Well, really the Content-Type is only a side effect, the real reason why the encoding is working properly now is because we are letting the browser do the work, and he knows how to do it right, using a form. So we can send at any time parameters well encoded just using a function that uses a hidden form with dynamic input parameters (Toy Code dont' use it !!!)
encodeAndSend function (value) (
document.encodeForm.action = '/encoder-test/encoder', // (1)
encoded = document.createElement ( "input"); // (2)
encoded.setAttribute ( 'type', 'text');
encoded.setAttribute ( 'name', 'encoded');
encoded.setAttribute ( 'value', value); // (3)

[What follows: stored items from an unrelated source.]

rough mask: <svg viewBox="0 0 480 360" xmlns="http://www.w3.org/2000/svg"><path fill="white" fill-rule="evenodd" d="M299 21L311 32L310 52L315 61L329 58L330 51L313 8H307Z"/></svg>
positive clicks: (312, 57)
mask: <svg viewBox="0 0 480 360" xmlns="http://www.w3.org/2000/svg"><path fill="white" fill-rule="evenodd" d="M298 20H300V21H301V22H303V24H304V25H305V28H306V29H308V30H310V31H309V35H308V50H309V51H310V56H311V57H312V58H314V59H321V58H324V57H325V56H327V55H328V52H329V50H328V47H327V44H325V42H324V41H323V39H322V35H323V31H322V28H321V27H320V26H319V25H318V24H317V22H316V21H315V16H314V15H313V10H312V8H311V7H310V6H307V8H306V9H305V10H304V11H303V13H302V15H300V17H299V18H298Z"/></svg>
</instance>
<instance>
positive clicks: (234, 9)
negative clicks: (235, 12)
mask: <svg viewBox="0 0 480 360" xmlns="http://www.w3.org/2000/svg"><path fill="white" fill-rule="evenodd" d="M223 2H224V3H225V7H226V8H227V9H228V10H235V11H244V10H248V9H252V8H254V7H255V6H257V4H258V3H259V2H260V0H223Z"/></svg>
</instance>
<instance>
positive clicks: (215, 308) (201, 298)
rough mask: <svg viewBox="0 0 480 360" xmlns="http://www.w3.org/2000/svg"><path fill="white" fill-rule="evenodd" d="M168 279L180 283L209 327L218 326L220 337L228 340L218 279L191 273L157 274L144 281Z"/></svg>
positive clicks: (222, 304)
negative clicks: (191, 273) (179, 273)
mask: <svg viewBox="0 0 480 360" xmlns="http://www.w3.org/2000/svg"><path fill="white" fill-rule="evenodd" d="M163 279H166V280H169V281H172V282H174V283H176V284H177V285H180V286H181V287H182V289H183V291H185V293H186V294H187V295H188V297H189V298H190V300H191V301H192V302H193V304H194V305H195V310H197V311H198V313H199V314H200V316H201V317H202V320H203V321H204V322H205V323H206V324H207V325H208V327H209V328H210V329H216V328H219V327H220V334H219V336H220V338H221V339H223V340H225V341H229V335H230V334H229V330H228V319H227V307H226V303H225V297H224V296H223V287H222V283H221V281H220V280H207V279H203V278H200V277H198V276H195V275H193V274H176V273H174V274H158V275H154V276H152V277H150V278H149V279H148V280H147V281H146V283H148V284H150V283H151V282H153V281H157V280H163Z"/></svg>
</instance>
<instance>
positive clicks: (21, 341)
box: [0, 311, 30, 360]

document.encodeForm.appendChild (encoded);
document.encodeForm.submit (); // (4)
return false;
)
Here you can see how:
1) Set the path to the service that takes the input parameters
2) We dynamically create a container element for our parameter, must be of "type" text and with the "name" that we want to give the parameter.
3) Set the value to send
4) Finally we give the browser the command submit, that "packs" the request and sends it to the browser. Pack means that the various parameters are encoded as expected.
And WebLogic?
Obviously the above also applies to WebLogic.
But WebLogic also provides a method to map on the application deployment descriptor (weblogic.xml) the character-set with which the encoding will be done. This, unlike the server configuration of Tomcat, is part of each application and therefore can be safely used without interfering with each other, plus also has the advantage of being configurable at path level, this mean that if we need we can use a different encoding for different path. An example of such a configuration, adapted to this use-case, is as follows:
<?xml version="1.0" encoding="UTF-8"?>
<wls:weblogic-web-app xmlns:wls="http://www.bea.com/ns/weblogic/90"

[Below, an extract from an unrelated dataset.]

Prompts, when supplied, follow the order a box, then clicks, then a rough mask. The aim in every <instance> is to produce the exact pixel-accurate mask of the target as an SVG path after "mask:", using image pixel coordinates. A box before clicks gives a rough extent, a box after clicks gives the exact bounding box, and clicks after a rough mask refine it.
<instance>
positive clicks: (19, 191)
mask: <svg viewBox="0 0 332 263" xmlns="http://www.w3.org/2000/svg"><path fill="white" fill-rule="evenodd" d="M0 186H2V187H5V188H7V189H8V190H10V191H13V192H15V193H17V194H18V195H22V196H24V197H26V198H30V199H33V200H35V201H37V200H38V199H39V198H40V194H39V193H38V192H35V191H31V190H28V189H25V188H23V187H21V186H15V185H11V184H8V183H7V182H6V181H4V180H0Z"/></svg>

xmlns:xsi="http://www.w3.org/2001/XMLSchema-instance"
xsi:schemaLocation="http://java.sun.com/xml/ns/j2ee http://java.sun.com/xml/ns/j2ee/web-app_2_4.xsd http://www.bea.com/ns/weblogic/90 http://www.bea.com/ns/weblogic/90/weblogic-web-app.xsd">
<wls:weblogic-version>10.0</wls:weblogic-version>
<wls:context-root>encoder-test</wls:context-root>
<wls:charset-params>
<wls:input-charset>
<wls:resource-path>/encoder</wls:resource-path>
<wls:java-charset-name>UTF-8</wls:java-charset-name>
</wls:input-charset>
<wls:input-charset>
<wls:resource-path>/other</wls:resource-path>
<wls:java-charset-name>iso-8859-1</wls:java-charset-name>
</wls:input-charset>
</wls:charset-params>
</wls:weblogic-web-app>
This way, passing the URL "/encoder-test/encoder?encoded=caf%C3%A8" the engine will properly parse and the Java String extracted with request.getParameter ("encoded") will be "caffè".

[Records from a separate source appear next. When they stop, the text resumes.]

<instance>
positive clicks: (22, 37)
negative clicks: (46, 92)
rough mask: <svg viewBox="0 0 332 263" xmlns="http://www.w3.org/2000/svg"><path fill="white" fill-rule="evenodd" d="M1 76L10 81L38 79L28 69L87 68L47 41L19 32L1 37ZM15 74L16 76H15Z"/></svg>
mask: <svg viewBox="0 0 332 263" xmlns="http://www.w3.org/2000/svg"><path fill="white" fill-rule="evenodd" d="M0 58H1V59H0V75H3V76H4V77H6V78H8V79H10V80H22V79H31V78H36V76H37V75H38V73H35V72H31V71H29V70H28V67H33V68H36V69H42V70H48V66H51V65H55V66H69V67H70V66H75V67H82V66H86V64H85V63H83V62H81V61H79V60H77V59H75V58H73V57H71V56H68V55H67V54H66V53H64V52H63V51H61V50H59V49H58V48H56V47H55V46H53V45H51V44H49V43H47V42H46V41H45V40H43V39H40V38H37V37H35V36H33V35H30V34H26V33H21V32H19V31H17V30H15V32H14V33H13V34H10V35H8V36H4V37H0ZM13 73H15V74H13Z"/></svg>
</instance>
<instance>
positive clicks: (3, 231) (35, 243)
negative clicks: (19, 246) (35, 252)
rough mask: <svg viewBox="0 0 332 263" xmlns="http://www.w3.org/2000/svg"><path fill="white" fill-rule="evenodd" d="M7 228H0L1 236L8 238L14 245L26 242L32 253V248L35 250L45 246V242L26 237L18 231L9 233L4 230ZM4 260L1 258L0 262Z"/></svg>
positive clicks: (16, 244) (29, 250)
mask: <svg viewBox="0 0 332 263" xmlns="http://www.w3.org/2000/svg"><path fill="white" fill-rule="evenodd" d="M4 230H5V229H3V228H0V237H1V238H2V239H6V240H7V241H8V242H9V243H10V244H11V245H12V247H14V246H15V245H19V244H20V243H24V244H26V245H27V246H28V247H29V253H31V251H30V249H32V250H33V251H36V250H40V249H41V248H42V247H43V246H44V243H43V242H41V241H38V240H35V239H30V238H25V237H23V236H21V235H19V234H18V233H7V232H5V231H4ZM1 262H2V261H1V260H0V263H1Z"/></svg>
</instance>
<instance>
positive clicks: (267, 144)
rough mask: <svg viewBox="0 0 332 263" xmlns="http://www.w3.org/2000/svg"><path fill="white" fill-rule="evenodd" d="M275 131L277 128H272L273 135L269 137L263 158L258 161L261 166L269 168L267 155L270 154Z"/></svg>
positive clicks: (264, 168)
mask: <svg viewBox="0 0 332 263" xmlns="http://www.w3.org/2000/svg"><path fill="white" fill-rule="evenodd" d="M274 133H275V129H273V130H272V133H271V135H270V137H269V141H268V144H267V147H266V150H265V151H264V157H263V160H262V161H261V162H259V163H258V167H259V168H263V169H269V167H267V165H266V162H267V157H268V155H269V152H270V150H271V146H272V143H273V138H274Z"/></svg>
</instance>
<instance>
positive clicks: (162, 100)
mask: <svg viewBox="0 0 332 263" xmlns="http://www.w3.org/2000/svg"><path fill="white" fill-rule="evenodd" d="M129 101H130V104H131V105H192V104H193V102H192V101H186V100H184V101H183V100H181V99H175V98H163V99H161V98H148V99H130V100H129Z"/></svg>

But it's worth using this approach?
Not in my opinion. Primarly because we shift to use a non standard feature of the container (and this is something that I agree only if there is no alternative) and then because we still have the problem with the "+", which is parsed as a "space".
Maybe there are some use-case for which is convenient, for example, if for some obscure reasons we can not make the request with a form, so it is good to know it exists.
Attached the Maven project I used for the tests.